The Links section also provides Show API documentation link on login page.

Enable this when technical users, developers, or integration teams should be able to discover the API documentation immediately.

To use it:

  1. Open Configuration > General.
  2. In Links, enable Show API documentation link on login page.
  3. Save the configuration.

This is useful when the platform is also used for automation, integration, or platform engineering work.

Use the support link when users should have a direct path to a helpdesk, ticket system, or internal support portal.

To configure it:

  1. Open Configuration > General.
  2. In Links, enter the target URL in Support Link.
  3. Enable Show support link on login page if it should be visible before login.
  4. Click Save.

Example: In an enterprise environment, this link can point to the internal OT or IT support portal so users know exactly where to report access issues or data problems.

[Image placeholder: Links section with documentation URL, support URL, and visibility toggles]

Require users to acknowledge terms

The Terms section lets administrators require users to accept a text after login.

This can be used for:

  • terms of use
  • compliance notices
  • internal security rules
  • data usage guidance

Enable terms acknowledgment

To require users to accept terms after login:

  1. Open Configuration > General.
  2. In Terms, enable Require users to accept terms after login.
  3. Enter a Dialog Title.
  4. Enter the text in the Terms editor.
  5. Click Save.

The current UI uses a rich-text editor, so you can format the text instead of entering plain unstructured content.

What users will experience

After this feature is enabled, users are prompted with the configured dialog after login and must acknowledge the text before continuing.

Example: A manufacturing company may require users to acknowledge that the instance contains production-related data and must be used according to internal governance and security rules.

[Image placeholder: Terms section with the acknowledgment toggle, dialog title field, and rich-text editor]

Save and verify your changes

The General page uses one Save button at the bottom of the form.

A practical workflow is:

  1. Update the Basic section first.
  2. Configure dependent sections such as Registration.
  3. Add user-facing links in Links.
  4. Configure Terms if required.
  5. Click Save.
  6. Verify the result in the relevant place, for example the login page or a test registration flow.

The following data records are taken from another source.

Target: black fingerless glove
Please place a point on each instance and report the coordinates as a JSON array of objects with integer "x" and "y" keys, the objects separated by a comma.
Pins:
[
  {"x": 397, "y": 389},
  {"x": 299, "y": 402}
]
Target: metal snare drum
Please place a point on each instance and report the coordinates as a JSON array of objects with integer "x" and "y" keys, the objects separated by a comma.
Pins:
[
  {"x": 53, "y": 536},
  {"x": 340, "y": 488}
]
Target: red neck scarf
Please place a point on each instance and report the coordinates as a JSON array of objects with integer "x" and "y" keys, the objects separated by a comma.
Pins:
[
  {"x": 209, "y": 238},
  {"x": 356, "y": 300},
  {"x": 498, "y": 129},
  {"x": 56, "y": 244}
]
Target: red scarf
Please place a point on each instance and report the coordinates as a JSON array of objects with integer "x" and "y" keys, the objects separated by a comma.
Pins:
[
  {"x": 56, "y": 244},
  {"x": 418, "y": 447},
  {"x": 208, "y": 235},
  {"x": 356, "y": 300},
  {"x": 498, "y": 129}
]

This verification step matters because several settings affect what users see before they even start using adapters, pipelines, or dashboards.

Typical workflows

Prepare a new shared instance

  1. Set the App Name.
  2. Configure the public Protocol, Host, and Port.
  3. Save the page once so the instance no longer relies on defaults.
  4. Configure mail settings next if the instance should support email-based flows.

Enable self-service onboarding

  1. Configure the Basic section.
  2. Configure Mail.
  3. Enable Allow self-registration.
  4. Choose conservative default roles.
  5. Enable password recovery if required.
  6. Save and test the login page workflow.

Add organization-specific help and policy content

  1. Add the documentation link.
  2. Add the support link.
  3. Decide where those links should be visible.
  4. Enable terms acknowledgment if users must accept a policy after login.
  5. Save and validate the user-facing result.

Common pitfalls

  • Do not enable self-registration before host and mail settings are working.
  • Do not use internal-only hostnames if users receive externally visible links by email.
  • Choose default roles conservatively when enabling self-service onboarding.
  • Keep documentation and support links current because they become part of the login experience.
  • If you require terms acknowledgment, maintain the text like any other user-facing policy content.